Department of Electrical, Computer, and Biomedical Engineering, Toronto Metropolitan University, Toronto, Canada.
J Biomed Inform. 2023 Jun;142:104386. doi: 10.1016/j.jbi.2023.104386. Epub 2023 May 12.
With the onset of the Coronavirus Disease 2019 (COVID-19) pandemic, there has been a surge in the number of publicly available biomedical information sources, which makes it an increasingly challenging research goal to retrieve a relevant text to a topic of interest. In this paper, we propose a Contextual Query Expansion framework based on the clinical Domain knowledge (CQED) for formalizing an effective search over PubMed to retrieve relevant COVID-19 scholarly articles to a given information need.
For the sake of training and evaluation, we use the widely adopted TREC-COVID benchmark. Given a query, the proposed framework utilizes a contextual and a domain-specific neural language model to generate a set of candidate query expansion terms that enrich the original query. Moreover, the framework includes a multi-head attention mechanism that is trained alongside a learning-to-rank model for re-ranking the list of generated expansion candidate terms. The original query and the top-ranked expansion terms are posed to the PubMed search engine for retrieving relevant scholarly articles to an information need. The framework, CQED, can have four different variations, depending upon the learning path adopted for training and re-ranking the candidate expansion terms.
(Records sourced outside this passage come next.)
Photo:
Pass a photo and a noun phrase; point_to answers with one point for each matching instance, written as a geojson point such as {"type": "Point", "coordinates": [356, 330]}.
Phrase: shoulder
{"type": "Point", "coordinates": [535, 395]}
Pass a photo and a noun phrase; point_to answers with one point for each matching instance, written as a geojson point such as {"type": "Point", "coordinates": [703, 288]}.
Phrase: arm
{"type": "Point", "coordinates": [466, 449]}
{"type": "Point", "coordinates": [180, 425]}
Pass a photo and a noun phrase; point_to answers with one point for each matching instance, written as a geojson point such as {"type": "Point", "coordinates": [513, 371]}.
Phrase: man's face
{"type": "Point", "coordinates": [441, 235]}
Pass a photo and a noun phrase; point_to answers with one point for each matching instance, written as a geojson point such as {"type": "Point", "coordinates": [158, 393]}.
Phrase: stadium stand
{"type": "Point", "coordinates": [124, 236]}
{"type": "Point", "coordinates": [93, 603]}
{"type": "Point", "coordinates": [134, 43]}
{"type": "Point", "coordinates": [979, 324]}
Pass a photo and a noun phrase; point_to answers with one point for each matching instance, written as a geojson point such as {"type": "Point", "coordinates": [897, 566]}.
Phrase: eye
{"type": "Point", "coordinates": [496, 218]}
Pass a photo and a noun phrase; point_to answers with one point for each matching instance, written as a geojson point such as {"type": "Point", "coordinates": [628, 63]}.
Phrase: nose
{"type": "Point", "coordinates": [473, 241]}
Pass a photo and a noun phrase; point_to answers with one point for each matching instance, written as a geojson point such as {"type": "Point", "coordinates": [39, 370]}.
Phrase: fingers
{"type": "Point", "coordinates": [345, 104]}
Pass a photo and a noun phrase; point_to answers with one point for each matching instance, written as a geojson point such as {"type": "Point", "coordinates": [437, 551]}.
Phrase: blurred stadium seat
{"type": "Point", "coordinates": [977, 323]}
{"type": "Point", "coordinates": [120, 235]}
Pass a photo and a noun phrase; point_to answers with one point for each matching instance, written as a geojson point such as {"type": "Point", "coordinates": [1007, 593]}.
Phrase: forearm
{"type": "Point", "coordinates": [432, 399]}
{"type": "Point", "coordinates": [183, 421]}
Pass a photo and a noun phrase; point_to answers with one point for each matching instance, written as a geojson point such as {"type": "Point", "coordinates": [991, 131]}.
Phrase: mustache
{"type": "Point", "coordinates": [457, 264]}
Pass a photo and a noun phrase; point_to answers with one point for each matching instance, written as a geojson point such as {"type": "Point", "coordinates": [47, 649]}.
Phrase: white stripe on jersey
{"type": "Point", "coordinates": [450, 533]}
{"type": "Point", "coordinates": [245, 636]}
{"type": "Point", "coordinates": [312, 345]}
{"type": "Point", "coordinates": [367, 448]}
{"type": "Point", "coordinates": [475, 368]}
The model drastically improves the search performance, when compared to the original query. The performance improvement in comparison to the original query, in terms of RECALL@1000 is 190.85% and in terms of NDCG@1000 is 343.55%. Additionally, the model outperforms all existing state-of-the-art baselines. In terms of P@10, the model that has been optimized based on Precision outperforms all baselines (0.7987). On the other hand, in terms of NDCG@10 (0.7986), MAP (0.3450) and bpref (0.4900), the CQED model that has been optimized based on an average of all retrieval measures outperforms all the baselines.
The proposed model successfully expands queries posed to PubMed, and improves search performance, as compared to all existing baselines. A success/failure analysis shows that the model improved the search performance of each of the evaluated queries. Moreover, an ablation study depicted that if ranking of generated candidate terms is not conducted, the overall performance decreases. For future work, we would like to explore the application of the presented query expansion framework in conducting technology-assisted Systematic Literature Reviews (SLR).
随着 2019 年冠状病毒病(COVID-19)大流行的爆发,公开提供的生物医学信息源数量激增,因此,检索与感兴趣的主题相关的文本成为一个极具挑战性的研究目标。在本文中,我们提出了一种基于临床领域知识(CQED)的上下文查询扩展框架,用于对 PubMed 进行有效搜索,以检索与给定信息需求相关的 COVID-19 学术文章。
为了培训和评估,我们使用了广泛采用的 TREC-COVID 基准。给定一个查询,所提出的框架利用上下文和特定于领域的神经语言模型来生成一组候选查询扩展项,从而丰富原始查询。此外,该框架包括一个多头注意力机制,该机制与学习排名模型一起进行训练,以重新对生成的扩展候选术语列表进行排名。原始查询和排名最高的扩展项被提交给 PubMed 搜索引擎,以检索与信息需求相关的学术文章。CQED 框架可以根据训练和重新对候选扩展项进行排名的学习路径有四种不同的变体。
与原始查询相比,该模型极大地提高了搜索性能。与原始查询相比,在召回率@1000 方面的性能提高了 190.85%,在 NDCG@1000 方面的性能提高了 343.55%。此外,该模型优于所有现有的最先进的基线。在 P@10 方面,基于精度进行优化的模型优于所有基线(0.7987)。另一方面,在 NDCG@10(0.7986)、MAP(0.3450)和 bpref(0.4900)方面,基于所有检索措施的平均值进行优化的 CQED 模型优于所有基线。
与所有现有的基线相比,所提出的模型成功地扩展了提交给 PubMed 的查询,并提高了搜索性能。成功/失败分析表明,该模型提高了评估的每个查询的搜索性能。此外,一项消融研究表明,如果不对生成的候选术语进行排名,整体性能将会下降。未来的工作,我们将探索在进行技术辅助的系统文献综述(SLR)时应用所提出的查询扩展框架。